A fé é a confiança da criatura em seus destinos, é o
sentimento que a eleva à infinita Potestade, é a certeza de estar no caminho
que vai ter à verdade. A fé cega é como farol cujo vermelho clarão não pode
traspassar o nevoeiro; a fé esclarecida é foco elétrico que ilumina com
brilhante luz a estrada a percorrer.
Ninguém adquire essa fé sem ter passado pelas
tribulações da dúvida, sem ter padecido as angústias que embaraçam o caminho
dos investigadores. Muitos param em esmorecida indecisão e flutuam longo tempo
entre opostas correntezas. Feliz quem crê, sabe, vê e caminha firme. A fé então
é profunda, inabalável, e habilita-o a superar os maiores obstáculos. Foi neste
sentido que se disse que a fé transporta montanhas, pois, como tais, podem ser
consideradas as dificuldades que os inovadores encontram no seu caminho, ou
seja, as paixões, a ignorância, os preconceitos e o interesse material.
Geralmente se considera a fé como mera crença em certos
dogmas religiosos, aceitos sem exame. Mas a verdadeira fé está na convicção que
nos anima e nos arrebata para os ideais elevados. Há a fé em si próprio, em uma
obra material qualquer, a fé política, a fé na pátria. Para o artista, para o pensador,
a fé é o sentimento do ideal, é a visão do sublime farol aceso pela mão divina
nos alcantis eternos, a fim de guiar a Humanidade ao Bem e à Verdade.

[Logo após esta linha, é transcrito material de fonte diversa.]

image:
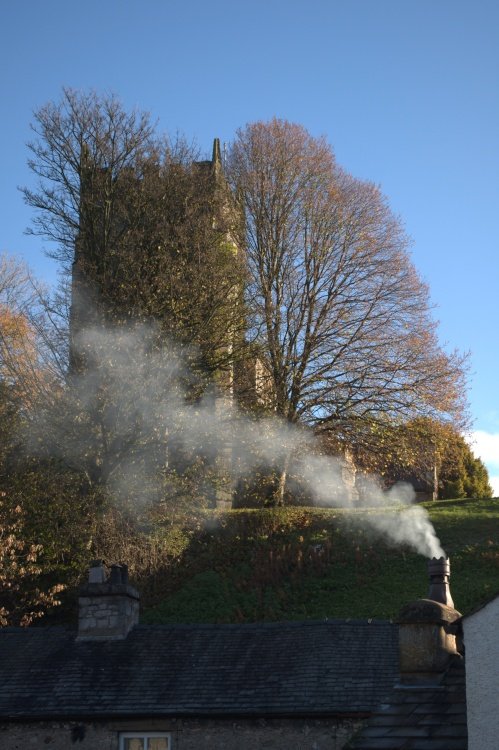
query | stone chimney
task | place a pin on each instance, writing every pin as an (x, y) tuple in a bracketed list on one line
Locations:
[(428, 629), (108, 605)]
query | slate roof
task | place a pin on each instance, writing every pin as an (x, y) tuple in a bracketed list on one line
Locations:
[(421, 718), (281, 669)]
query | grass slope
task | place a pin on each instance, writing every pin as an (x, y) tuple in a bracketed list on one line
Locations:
[(305, 563)]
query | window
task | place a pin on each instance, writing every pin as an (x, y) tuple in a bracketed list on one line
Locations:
[(145, 741)]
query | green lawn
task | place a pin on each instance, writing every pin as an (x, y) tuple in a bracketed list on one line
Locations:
[(305, 563)]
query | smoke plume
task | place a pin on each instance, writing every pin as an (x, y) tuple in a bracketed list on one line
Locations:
[(136, 403)]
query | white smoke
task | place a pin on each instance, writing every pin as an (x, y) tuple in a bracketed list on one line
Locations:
[(136, 390)]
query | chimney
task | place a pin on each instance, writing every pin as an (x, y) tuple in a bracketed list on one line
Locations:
[(108, 605), (428, 628), (439, 572)]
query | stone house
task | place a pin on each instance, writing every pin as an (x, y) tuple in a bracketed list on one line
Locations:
[(116, 685)]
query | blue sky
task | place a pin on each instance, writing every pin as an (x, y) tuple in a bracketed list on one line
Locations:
[(406, 91)]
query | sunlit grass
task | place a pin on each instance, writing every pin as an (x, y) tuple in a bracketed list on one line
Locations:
[(305, 563)]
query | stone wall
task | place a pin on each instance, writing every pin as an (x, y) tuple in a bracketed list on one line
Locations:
[(231, 734), (481, 641)]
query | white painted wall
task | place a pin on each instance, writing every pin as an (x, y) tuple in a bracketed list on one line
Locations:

É cega a fé religiosa que anula a razão e se submete ao
juízo dos outros, que aceita um corpo de doutrina verdadeiro ou falso e dele se
torna totalmente cativa. Na sua impaciência e nos seus excessos, a fé cega
recorre facilmente à perfídia, à subjugação, conduzindo ao fanatismo. Ainda sob
esse aspecto, é a fé um poderoso incentivo, pois tem ensinado os homens a se
humilharem e a sofrerem. Pervertida pelo espírito de domínio, tem sido a causa
de muitos crimes, mas, em suas conseqüências funestas, também deixa
transparecer suas grandes vantagens. Ora, se a fé cega pôde produzir tais efeitos, que não
realizará a fé esclarecida pela razão, a fé que julga, discerne e compreende?
Certos teólogos exortam-nos a desprezar a razão, a renegá-la, a rebatê-la.
Deveremos por isso repudiá-la, mesmo quando ela nos mostra o bem e o belo?
Esses teólogos alegam os erros em que a razão caiu e parecem, lamentavelmente,
esquecer que foi a razão que descobriu esses erros e ajudou-nos a corrigi-los.